Spanish broadcasters Telecinco, Antena 3 and TVE disappointed FIFA and UEFA with their "modest" offers for the TV rights for the 2014 World Cup and Euro 2016, according to ELCONFIDENCIALDIGITAL.com. The sum offered by the broadcasters to exclusively air the 2014 World Cup in Brazil and the proposals for Euro 2016 "were not up to the standards" of FIFA and UEFA. The offers "were so low" that the owners of the rights decided "to pull the rights from the market." When making their offers, Telecinco, Antena 3 and TVE took into account the current economic situation, the drop in advertising revenue (at historical lows in Spain) and the "possibility of a drop off in the Spanish national team's performance" (ELCONFIDENCIALDIGITAL, 9/12).

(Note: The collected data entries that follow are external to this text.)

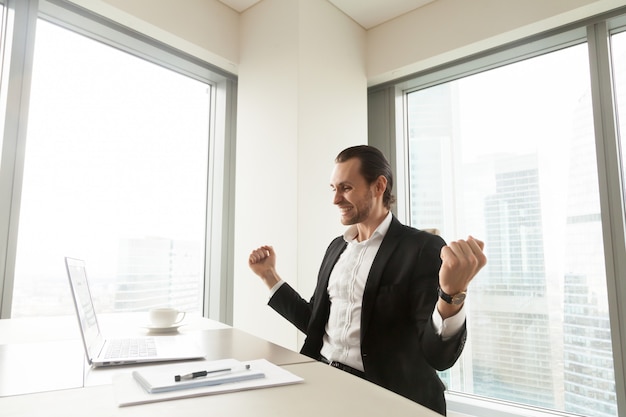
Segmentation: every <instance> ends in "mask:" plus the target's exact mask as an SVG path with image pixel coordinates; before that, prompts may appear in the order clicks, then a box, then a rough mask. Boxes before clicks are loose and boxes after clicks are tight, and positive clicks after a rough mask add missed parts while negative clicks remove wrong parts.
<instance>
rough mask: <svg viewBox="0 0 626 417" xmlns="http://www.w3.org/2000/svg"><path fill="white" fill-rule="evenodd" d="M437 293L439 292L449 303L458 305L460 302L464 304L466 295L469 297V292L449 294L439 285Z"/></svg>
mask: <svg viewBox="0 0 626 417" xmlns="http://www.w3.org/2000/svg"><path fill="white" fill-rule="evenodd" d="M437 294H439V297H440V298H441V299H442V300H443V301H445V302H446V303H448V304H452V305H455V306H458V305H459V304H463V301H465V297H467V292H465V291H461V292H459V293H456V294H454V295H448V294H446V293H445V292H443V290H442V289H441V287H437Z"/></svg>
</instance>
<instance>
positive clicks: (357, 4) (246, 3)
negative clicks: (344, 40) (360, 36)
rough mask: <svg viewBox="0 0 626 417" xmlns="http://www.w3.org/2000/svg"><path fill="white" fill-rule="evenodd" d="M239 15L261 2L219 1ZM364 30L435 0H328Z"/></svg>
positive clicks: (370, 27)
mask: <svg viewBox="0 0 626 417" xmlns="http://www.w3.org/2000/svg"><path fill="white" fill-rule="evenodd" d="M220 1H221V2H222V3H224V4H225V5H227V6H228V7H230V8H231V9H234V10H236V11H238V12H239V13H241V12H243V11H244V10H246V9H248V8H250V7H252V6H254V5H255V4H256V3H259V2H260V1H262V0H220ZM328 1H329V2H330V3H332V4H334V5H335V7H337V8H338V9H339V10H341V11H342V12H344V13H345V14H346V15H348V16H350V17H351V18H352V19H353V20H354V21H355V22H357V23H358V24H359V25H361V26H363V28H365V29H370V28H373V27H374V26H378V25H380V24H381V23H384V22H386V21H388V20H391V19H394V18H396V17H398V16H400V15H403V14H405V13H408V12H410V11H412V10H415V9H417V8H418V7H422V6H423V5H425V4H428V3H431V2H433V1H435V0H328Z"/></svg>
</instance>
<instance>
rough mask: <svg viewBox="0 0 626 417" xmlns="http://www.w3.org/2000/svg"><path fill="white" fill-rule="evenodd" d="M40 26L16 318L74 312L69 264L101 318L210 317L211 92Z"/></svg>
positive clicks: (31, 101) (14, 298) (24, 192)
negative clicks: (174, 310) (63, 259)
mask: <svg viewBox="0 0 626 417" xmlns="http://www.w3.org/2000/svg"><path fill="white" fill-rule="evenodd" d="M37 25H38V27H37V38H36V42H35V54H34V68H33V81H32V86H31V96H30V111H29V125H28V137H27V142H26V159H25V168H24V180H23V185H22V201H21V210H20V225H19V235H18V246H17V262H16V268H15V276H16V280H15V288H14V299H13V300H14V301H13V313H12V316H13V317H19V316H24V315H42V314H48V315H49V314H55V313H67V312H70V311H69V310H67V309H68V307H69V308H71V303H67V302H60V301H59V300H63V299H66V298H67V297H68V295H69V294H68V291H67V282H66V275H65V271H64V265H63V262H62V260H63V257H64V256H73V257H79V258H84V259H86V260H87V268H88V273H89V274H90V279H91V281H92V287H93V288H92V291H93V292H94V293H95V294H96V295H95V297H96V299H97V302H99V304H100V306H99V307H100V309H101V310H103V311H107V310H108V311H120V310H121V311H124V310H131V311H132V310H146V309H149V308H151V307H156V306H165V305H173V306H175V307H177V308H180V309H183V310H185V311H188V312H200V311H201V310H202V295H203V292H202V288H203V285H202V282H203V278H204V277H203V268H204V256H203V254H204V242H205V230H206V224H205V222H206V198H207V186H206V178H207V168H208V167H207V160H208V141H209V133H208V132H209V131H208V129H209V116H210V114H211V113H210V108H209V104H210V92H211V86H210V85H207V84H206V83H203V82H199V81H196V80H194V79H191V78H189V77H186V76H184V75H180V74H178V73H175V72H173V71H171V70H168V69H165V68H163V67H160V66H158V65H156V64H153V63H150V62H147V61H145V60H142V59H140V58H137V57H134V56H132V55H130V54H127V53H126V52H122V51H119V50H116V49H114V48H112V47H110V46H108V45H104V44H101V43H99V42H96V41H94V40H91V39H88V38H86V37H84V36H82V35H79V34H76V33H74V32H71V31H69V30H67V29H64V28H60V27H58V26H55V25H53V24H51V23H48V22H46V21H44V20H39V21H38V24H37ZM52 271H55V273H53V272H52ZM97 295H99V296H97ZM32 300H37V303H36V306H37V308H33V303H32ZM66 310H67V311H66Z"/></svg>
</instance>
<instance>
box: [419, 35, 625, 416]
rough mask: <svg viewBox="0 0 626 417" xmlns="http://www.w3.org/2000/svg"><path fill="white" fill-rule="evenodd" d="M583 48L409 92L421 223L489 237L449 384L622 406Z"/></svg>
mask: <svg viewBox="0 0 626 417" xmlns="http://www.w3.org/2000/svg"><path fill="white" fill-rule="evenodd" d="M587 56H588V51H587V45H586V44H581V45H577V46H572V47H569V48H566V49H562V50H559V51H556V52H552V53H549V54H546V55H542V56H539V57H535V58H532V59H528V60H525V61H521V62H517V63H514V64H510V65H507V66H504V67H500V68H497V69H493V70H490V71H486V72H482V73H480V74H476V75H472V76H468V77H465V78H461V79H459V80H455V81H451V82H448V83H444V84H441V85H438V86H435V87H431V88H428V89H425V90H420V91H415V92H410V93H408V94H407V103H408V105H407V107H408V111H407V122H408V126H409V129H408V149H409V162H410V170H409V173H410V177H409V189H410V191H411V196H410V207H411V224H412V225H413V226H415V227H418V228H427V227H436V228H438V229H440V230H441V233H442V234H443V235H444V236H446V237H449V239H452V238H453V237H454V236H466V235H468V234H476V235H477V236H481V237H483V238H484V240H485V243H486V249H487V253H488V256H489V263H488V265H487V266H486V268H485V269H484V271H483V272H481V274H480V276H479V277H478V278H477V280H476V281H475V282H473V283H472V286H471V297H470V299H469V302H468V309H469V311H468V314H469V318H470V319H469V320H468V331H469V335H470V337H469V343H470V345H469V346H468V349H467V351H466V353H465V355H463V357H462V358H463V359H462V360H461V361H460V362H459V363H458V364H457V365H456V366H455V367H454V368H453V369H452V370H450V371H449V372H448V373H447V375H445V379H446V380H447V383H448V386H449V389H450V390H454V391H461V392H465V393H471V394H475V395H480V396H484V397H490V398H496V399H499V400H506V401H512V402H517V403H523V404H528V405H533V406H538V407H544V408H549V409H555V410H559V411H566V412H572V413H577V414H582V415H587V416H616V415H617V410H616V403H615V380H614V377H613V361H612V350H611V337H610V330H609V326H608V323H609V317H608V305H607V294H606V283H605V282H606V278H605V265H604V252H603V250H602V248H603V241H602V227H601V226H602V225H601V221H600V220H601V219H600V200H599V193H598V178H597V174H596V157H595V140H594V136H593V120H592V109H591V94H590V86H589V71H588V68H589V66H588V63H587V62H588V61H587V60H588V58H587ZM590 248H593V249H590ZM591 352H593V354H592V353H591Z"/></svg>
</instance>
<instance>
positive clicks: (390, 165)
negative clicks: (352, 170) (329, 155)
mask: <svg viewBox="0 0 626 417" xmlns="http://www.w3.org/2000/svg"><path fill="white" fill-rule="evenodd" d="M352 158H358V159H359V160H360V161H361V175H363V177H364V178H365V180H366V181H367V182H368V184H372V183H374V182H375V181H376V180H377V179H378V177H380V176H381V175H382V176H384V177H385V178H387V189H385V193H384V194H383V204H384V205H385V207H386V208H388V209H391V205H392V204H393V203H395V202H396V197H395V196H394V195H393V194H392V193H391V192H392V190H393V174H392V172H391V165H389V162H388V161H387V158H385V155H383V153H382V152H381V151H379V150H378V149H377V148H375V147H373V146H369V145H357V146H352V147H350V148H346V149H344V150H343V151H341V152H339V155H337V157H336V158H335V163H340V162H346V161H347V160H348V159H352Z"/></svg>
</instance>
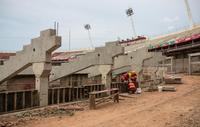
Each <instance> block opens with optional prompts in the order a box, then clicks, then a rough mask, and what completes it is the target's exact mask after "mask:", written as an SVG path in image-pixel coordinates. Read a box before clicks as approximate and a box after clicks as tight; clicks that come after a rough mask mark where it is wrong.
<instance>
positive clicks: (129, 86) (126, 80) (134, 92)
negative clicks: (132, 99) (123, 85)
mask: <svg viewBox="0 0 200 127" xmlns="http://www.w3.org/2000/svg"><path fill="white" fill-rule="evenodd" d="M120 80H121V82H127V88H128V92H129V93H135V92H136V90H137V88H138V82H137V74H136V73H135V72H134V71H130V72H126V73H124V74H122V75H121V76H120Z"/></svg>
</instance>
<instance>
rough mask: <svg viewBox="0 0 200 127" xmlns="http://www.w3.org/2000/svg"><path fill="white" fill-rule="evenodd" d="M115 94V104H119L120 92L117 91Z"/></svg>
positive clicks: (116, 91)
mask: <svg viewBox="0 0 200 127" xmlns="http://www.w3.org/2000/svg"><path fill="white" fill-rule="evenodd" d="M114 94H115V96H114V102H117V103H119V90H115V92H114Z"/></svg>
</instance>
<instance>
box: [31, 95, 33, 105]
mask: <svg viewBox="0 0 200 127" xmlns="http://www.w3.org/2000/svg"><path fill="white" fill-rule="evenodd" d="M31 107H33V91H31Z"/></svg>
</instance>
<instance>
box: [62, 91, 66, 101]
mask: <svg viewBox="0 0 200 127" xmlns="http://www.w3.org/2000/svg"><path fill="white" fill-rule="evenodd" d="M62 94H63V98H62V99H63V103H65V88H63V93H62Z"/></svg>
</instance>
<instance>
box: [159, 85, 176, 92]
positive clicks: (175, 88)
mask: <svg viewBox="0 0 200 127" xmlns="http://www.w3.org/2000/svg"><path fill="white" fill-rule="evenodd" d="M158 91H159V92H162V91H171V92H175V91H176V88H175V87H174V86H158Z"/></svg>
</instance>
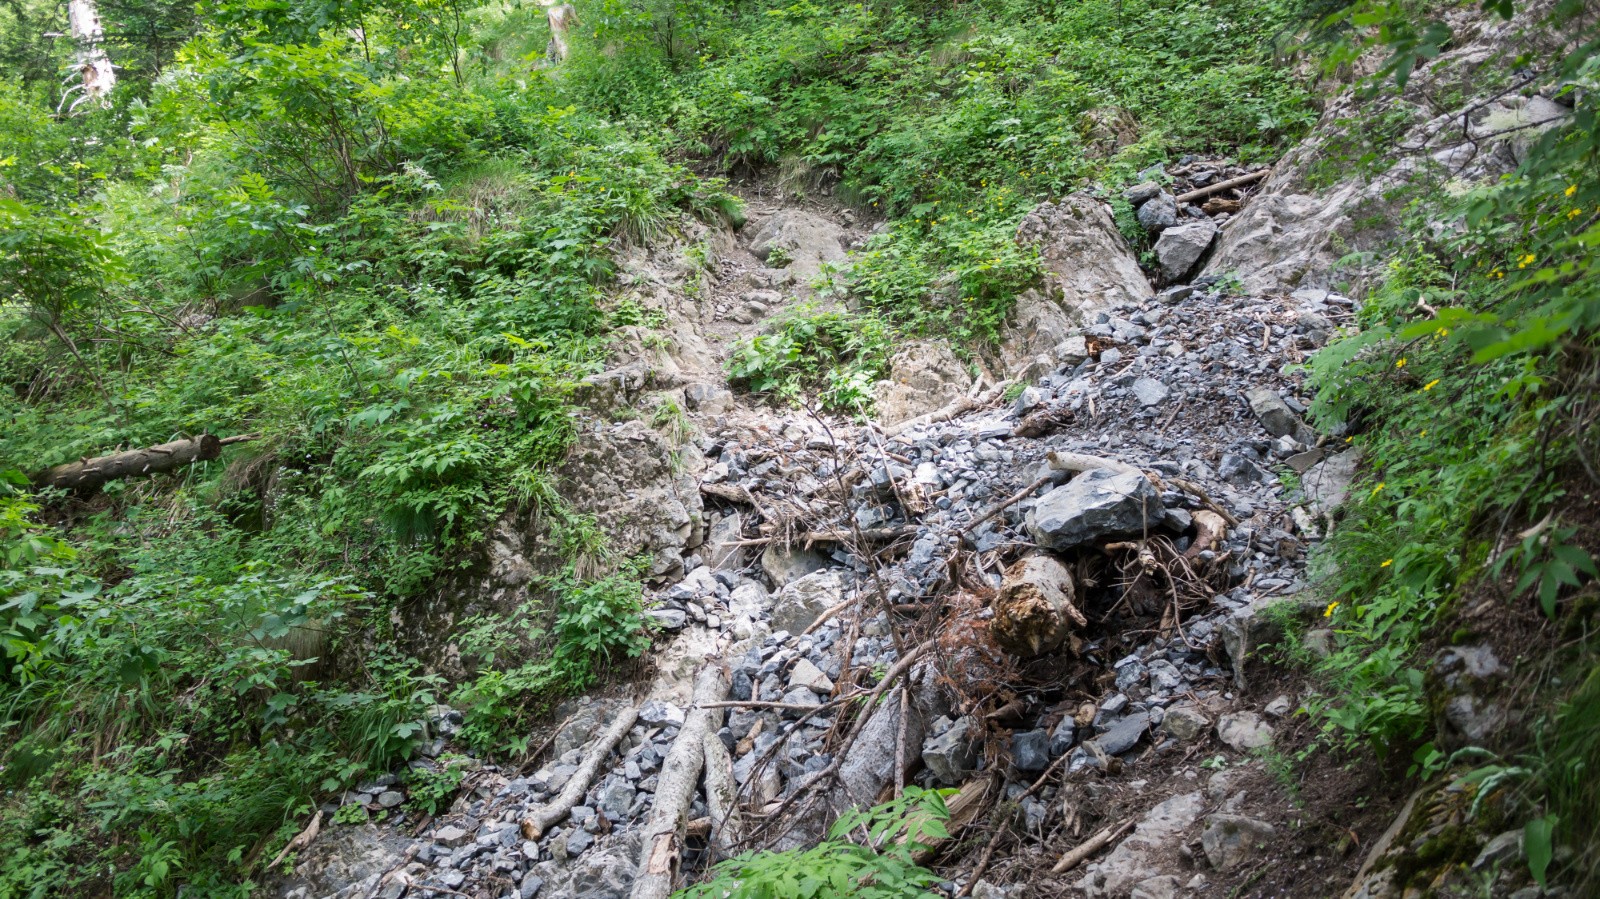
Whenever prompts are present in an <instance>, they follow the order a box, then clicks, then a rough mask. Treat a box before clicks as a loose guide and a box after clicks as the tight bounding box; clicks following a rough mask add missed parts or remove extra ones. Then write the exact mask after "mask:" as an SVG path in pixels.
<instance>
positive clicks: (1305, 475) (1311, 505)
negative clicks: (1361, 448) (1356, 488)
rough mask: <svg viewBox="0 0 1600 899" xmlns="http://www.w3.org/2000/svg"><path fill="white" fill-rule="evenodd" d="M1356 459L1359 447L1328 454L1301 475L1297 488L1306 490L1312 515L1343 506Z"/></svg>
mask: <svg viewBox="0 0 1600 899" xmlns="http://www.w3.org/2000/svg"><path fill="white" fill-rule="evenodd" d="M1360 462H1362V453H1360V450H1346V451H1344V453H1339V454H1338V456H1328V457H1326V459H1323V461H1322V462H1317V464H1315V465H1312V467H1310V470H1307V472H1306V473H1304V475H1301V489H1304V491H1306V502H1307V505H1309V507H1310V512H1312V515H1331V513H1333V512H1336V510H1338V509H1339V507H1341V505H1344V497H1346V494H1349V491H1350V481H1354V480H1355V472H1357V469H1358V467H1360Z"/></svg>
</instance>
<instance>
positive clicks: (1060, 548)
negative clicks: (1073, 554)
mask: <svg viewBox="0 0 1600 899" xmlns="http://www.w3.org/2000/svg"><path fill="white" fill-rule="evenodd" d="M1163 518H1165V507H1163V505H1162V494H1160V493H1158V491H1157V489H1155V486H1154V485H1152V483H1150V481H1149V478H1146V477H1144V475H1142V473H1138V472H1112V470H1107V469H1091V470H1088V472H1083V473H1082V475H1078V477H1075V478H1072V480H1070V481H1067V483H1066V485H1062V486H1058V488H1056V489H1053V491H1050V493H1046V494H1045V496H1043V497H1042V499H1040V501H1038V502H1037V504H1035V505H1034V509H1032V510H1030V512H1029V513H1027V529H1029V533H1030V534H1032V537H1034V542H1037V544H1038V545H1042V547H1046V549H1054V550H1064V549H1072V547H1075V545H1082V544H1085V542H1090V541H1096V539H1099V537H1106V536H1118V534H1136V533H1142V531H1144V529H1147V528H1155V526H1158V525H1160V523H1162V520H1163Z"/></svg>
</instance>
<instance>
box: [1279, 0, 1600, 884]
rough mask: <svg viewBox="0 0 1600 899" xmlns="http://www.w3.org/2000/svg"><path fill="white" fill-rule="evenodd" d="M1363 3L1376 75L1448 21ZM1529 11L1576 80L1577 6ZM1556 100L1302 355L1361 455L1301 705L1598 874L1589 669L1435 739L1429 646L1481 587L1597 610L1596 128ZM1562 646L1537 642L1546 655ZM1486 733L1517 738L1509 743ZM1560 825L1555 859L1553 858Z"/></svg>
mask: <svg viewBox="0 0 1600 899" xmlns="http://www.w3.org/2000/svg"><path fill="white" fill-rule="evenodd" d="M1510 11H1512V10H1510V5H1509V3H1507V5H1506V14H1510ZM1357 16H1368V19H1365V21H1368V24H1373V22H1382V29H1381V32H1379V34H1381V35H1382V40H1386V42H1387V43H1389V50H1390V51H1392V53H1390V56H1389V62H1387V64H1386V66H1384V69H1382V70H1381V72H1379V78H1387V77H1389V75H1395V77H1397V78H1400V80H1403V78H1405V75H1406V74H1408V72H1410V70H1411V67H1413V66H1416V64H1419V61H1421V59H1427V58H1430V56H1432V54H1437V53H1438V46H1440V45H1442V43H1443V42H1445V40H1448V29H1446V30H1443V32H1440V30H1437V29H1435V27H1432V26H1429V27H1424V26H1421V24H1414V22H1411V21H1408V19H1405V18H1400V16H1398V14H1397V13H1395V11H1394V10H1389V8H1378V6H1374V5H1365V6H1362V8H1358V10H1357ZM1542 26H1544V27H1552V29H1563V27H1566V29H1576V30H1571V32H1570V34H1573V35H1574V37H1576V50H1574V51H1573V53H1571V54H1570V56H1566V58H1562V59H1552V61H1547V69H1546V70H1544V77H1546V78H1547V80H1549V82H1550V83H1555V85H1576V83H1592V78H1594V72H1595V61H1597V58H1600V54H1597V50H1600V40H1597V32H1595V24H1594V21H1592V16H1590V18H1587V19H1586V18H1584V16H1582V10H1581V8H1579V6H1578V5H1571V3H1568V5H1562V6H1558V8H1557V10H1555V13H1554V18H1552V19H1550V21H1546V22H1542ZM1562 90H1563V91H1570V90H1571V86H1566V88H1562ZM1568 99H1574V101H1576V102H1574V107H1576V115H1574V117H1573V120H1571V123H1570V125H1568V126H1562V128H1554V130H1550V131H1547V133H1544V134H1542V136H1539V138H1538V141H1536V142H1534V146H1533V147H1531V149H1530V150H1528V152H1526V154H1523V160H1525V162H1523V163H1522V165H1520V166H1518V168H1517V170H1515V171H1514V173H1512V174H1510V176H1507V178H1504V179H1501V181H1498V182H1490V184H1486V186H1480V187H1474V189H1470V190H1459V189H1458V190H1450V192H1437V194H1434V195H1432V197H1429V198H1424V200H1416V202H1413V205H1411V210H1410V219H1408V222H1406V226H1408V227H1406V229H1405V230H1403V234H1408V235H1410V237H1408V238H1406V242H1405V243H1403V245H1402V246H1398V248H1397V250H1395V251H1394V254H1392V256H1390V259H1389V262H1387V269H1386V272H1384V277H1382V280H1381V283H1379V285H1376V288H1374V290H1371V291H1370V293H1368V296H1366V299H1365V304H1363V307H1362V309H1360V314H1358V320H1357V326H1355V328H1354V330H1352V331H1350V333H1347V334H1346V336H1342V338H1339V339H1336V341H1334V342H1333V344H1330V346H1328V347H1326V349H1323V350H1322V352H1320V354H1318V355H1317V357H1314V358H1312V362H1310V365H1309V370H1310V376H1312V378H1310V381H1312V386H1314V387H1315V395H1317V400H1315V403H1314V406H1312V416H1314V419H1315V421H1317V422H1318V426H1320V427H1322V429H1323V430H1325V432H1331V434H1341V435H1347V437H1344V442H1346V443H1350V445H1354V446H1355V448H1358V450H1360V451H1362V453H1363V469H1365V472H1366V473H1365V475H1363V477H1362V478H1360V480H1358V481H1357V483H1355V485H1352V488H1350V493H1349V497H1347V501H1346V504H1344V507H1342V510H1341V517H1339V520H1338V521H1336V525H1334V526H1333V531H1331V534H1330V536H1328V539H1326V541H1325V544H1323V545H1322V547H1320V550H1318V552H1317V558H1315V565H1317V573H1318V576H1320V581H1322V584H1323V589H1325V590H1326V593H1328V597H1326V598H1328V606H1326V609H1325V613H1323V621H1322V624H1331V627H1333V629H1334V633H1336V640H1334V645H1333V653H1331V656H1328V657H1326V659H1322V661H1318V662H1315V672H1317V673H1318V675H1320V680H1322V683H1320V688H1318V693H1317V696H1314V697H1310V701H1309V702H1307V707H1309V709H1310V710H1312V713H1314V717H1315V718H1317V720H1318V721H1320V723H1322V725H1323V729H1325V737H1326V741H1328V742H1330V744H1331V745H1334V747H1339V749H1344V750H1349V752H1376V753H1378V755H1386V753H1392V752H1405V753H1413V750H1414V755H1413V760H1414V761H1416V765H1413V771H1414V773H1421V774H1422V776H1434V774H1440V773H1446V771H1450V773H1451V776H1461V774H1462V771H1466V777H1464V782H1467V784H1474V785H1478V787H1480V792H1482V793H1485V795H1486V793H1490V792H1493V790H1490V787H1488V784H1490V782H1493V784H1498V785H1506V784H1510V782H1518V784H1522V787H1523V789H1522V790H1520V793H1518V801H1515V803H1512V814H1517V816H1520V817H1522V819H1523V821H1526V846H1528V862H1530V869H1531V873H1533V877H1534V878H1536V880H1539V881H1541V883H1542V881H1544V880H1546V878H1547V877H1552V875H1560V877H1565V878H1570V880H1571V881H1574V883H1584V885H1589V886H1592V885H1594V883H1595V880H1594V878H1595V872H1594V865H1592V862H1589V861H1586V859H1590V857H1594V851H1592V835H1594V830H1592V829H1590V827H1589V822H1590V819H1592V808H1590V806H1586V805H1584V803H1589V801H1590V798H1592V797H1587V795H1586V793H1584V790H1582V789H1579V787H1578V782H1579V781H1581V779H1582V777H1586V776H1587V774H1584V773H1587V771H1590V769H1592V761H1594V760H1592V752H1590V749H1579V747H1578V739H1581V737H1576V736H1573V734H1578V733H1587V731H1586V726H1587V725H1579V723H1578V721H1579V718H1578V715H1581V713H1582V710H1584V709H1587V707H1589V705H1592V702H1594V696H1592V693H1594V686H1592V680H1582V678H1579V680H1581V683H1582V685H1581V686H1579V688H1576V689H1573V688H1563V686H1560V683H1558V681H1550V683H1549V685H1547V686H1546V688H1544V689H1541V691H1539V693H1538V694H1531V696H1525V697H1518V702H1526V704H1530V705H1533V707H1534V709H1539V712H1538V713H1539V715H1544V720H1546V725H1541V726H1539V729H1536V731H1534V733H1544V734H1550V733H1554V734H1555V736H1554V739H1539V741H1536V744H1534V745H1522V744H1520V741H1518V737H1517V734H1514V733H1506V734H1496V736H1494V737H1493V739H1494V741H1498V744H1496V745H1490V747H1469V750H1462V752H1458V753H1448V752H1445V750H1442V749H1438V747H1435V741H1434V739H1432V737H1434V718H1435V715H1434V712H1435V710H1434V707H1432V701H1430V696H1429V691H1427V677H1426V670H1427V667H1429V664H1430V659H1429V657H1427V656H1426V654H1424V653H1426V651H1427V648H1429V646H1437V643H1440V641H1445V637H1443V635H1442V632H1448V629H1451V627H1454V622H1459V621H1462V613H1466V611H1467V609H1466V608H1462V603H1464V601H1466V600H1469V598H1472V601H1482V597H1483V595H1485V593H1488V595H1493V597H1506V600H1507V601H1514V603H1528V605H1530V606H1531V608H1534V609H1538V613H1536V614H1539V616H1544V617H1547V619H1550V621H1552V622H1554V624H1555V627H1557V629H1558V630H1557V632H1563V630H1565V632H1573V630H1574V629H1576V630H1578V632H1586V630H1587V627H1586V624H1584V622H1586V621H1589V619H1590V617H1592V614H1594V598H1592V593H1594V581H1595V576H1597V568H1595V561H1594V558H1592V555H1590V552H1589V547H1595V545H1597V544H1600V534H1595V531H1594V528H1595V518H1594V515H1592V510H1594V507H1595V502H1594V493H1595V489H1597V488H1600V475H1597V467H1595V464H1594V459H1597V446H1595V443H1594V438H1595V434H1597V422H1600V406H1597V402H1595V392H1597V386H1600V344H1597V334H1600V306H1597V304H1595V296H1594V286H1595V283H1600V280H1597V251H1595V246H1597V242H1600V181H1597V178H1595V173H1597V171H1600V128H1597V120H1595V107H1594V101H1592V98H1590V96H1582V98H1574V96H1571V94H1568ZM1440 222H1445V226H1443V227H1440ZM1453 638H1454V637H1453ZM1453 638H1451V640H1453ZM1290 643H1294V640H1290ZM1566 646H1568V648H1570V646H1578V649H1576V656H1578V659H1579V661H1578V665H1576V667H1578V669H1579V670H1581V672H1584V675H1587V672H1589V670H1590V667H1592V664H1594V656H1592V651H1590V649H1589V648H1587V643H1586V641H1584V640H1578V641H1573V643H1568V645H1566ZM1565 651H1568V649H1565V648H1563V649H1557V648H1550V653H1552V657H1554V656H1558V654H1562V653H1565ZM1298 657H1301V659H1306V656H1304V654H1298ZM1501 752H1510V753H1523V755H1520V757H1518V761H1515V763H1509V761H1499V760H1498V758H1499V757H1498V755H1496V753H1501ZM1485 757H1488V758H1496V761H1493V763H1483V758H1485ZM1474 809H1477V805H1474ZM1558 845H1565V846H1568V853H1566V854H1565V856H1562V857H1565V859H1566V862H1565V864H1563V862H1560V861H1557V862H1555V867H1550V865H1552V859H1555V857H1557V854H1554V849H1552V846H1558Z"/></svg>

The Australian federal government has "stalled a crucial vote on laws" to decide the way major sports are shown live on TV amid warnings the reforms had become a "dog's breakfast" that would not work, according to David Crowe of THE AUSTRALIAN. In the face of confusion over how it could enforce a plan to take Australian Football League and National Rugby League games from free-to-air networks, the government "has delayed a decision on the sports broadcasting laws." The "rancorous debate" has raised questions as to how the government could possibly guarantee that viewers get the best football games on free-to-air TV each week rather than having to switch to pay-TV. Communications Minister Stephen Conroy "sought to gain more time to complete the reform" as the Coalition and the Greens called for more clarity over how his proposed regime would function. Conroy has guaranteed voters that they "will not be forced to pay to see the best football games or other live sport under a revised anti-siphoning list of events that must be shown on free-to-air TV networks" (THE AUSTRALIAN, 9/14).
When the 2012 Twenty20 cricket tournament begins Tuesday in Sri Lanka, ESPN STAR Sports will broadcast the event to a record 226 territories, the largest ICC broadcast to date. The event, to be played across four venues in Sri Lanka, will reach an audience of more than 1.5 billion, a record for any cricket event. This includes a partnership with ESPN in the U.S., Caribbean, Central and Latin America and in Europe via Eurosport, which will broadcast in 18 languages. ESPN STAR Sports will produce HD broadcast coverage using 29 cameras and 16 commentators. These include Sourav Ganguly, Sanjay Manjrekar, Wasim Akram, Ramiz Raja, Ian Chappell, Tony Greig, Mark Waugh, Damien Fleming, David Lloyd, Nasser Hussain, Ian Bishop, Simon Doull, Pommie Mbangwa, Russel Arnold, Harsha Bhogle and Alan Wilkins. There will also be radio coverage (ICC).
Full list of broadcasters
The competition regulator "has withheld its decision" on whether to allow Kerry Stoke’s Seven Group to acquire the shares in Consolidated Media Holdings that it currently does not own, according to Colin Kruger of the SYDNEY MORNING HERALD. The decision comes "over concerns such a move would result in pay-TV's Foxtel favouring the Seven network over rival networks when it comes to acquiring sporting rights." The Australian Competition and Consumer Commission said that it "will finalise its view on this matter after it considers market responses to a statement of issues" it released Wednesday morning. By acquiring CMH, Seven would acquire a 25% stake in pay-TV provider Foxtel, and 50% of FOX Sports Australia, which "owns much of the content broadcast on Foxtel." The commission said in a statement: "The ACCC is concerned that Seven’s acquisition of a 50% interest in FSA as well as the representation on the board of FSA that it would gain as a result of the proposed acquisition, would enable Seven to exercise significant influence over FSA." Seven flagged that it "has not given up on its bid for CMH, despite the ACCC concerns." A Seven spokesperson said, "We will continue working through the issues with ACCC in an effort to resolve their concerns."If Stokes goes ahead with a bid it "will pit him directly against Rupert Murdoch’s News Corp.," which has already received backing for its $2B bid from CMH’s largest shareholder, James Packer, in the absence of a higher bid (SMH, 9/13).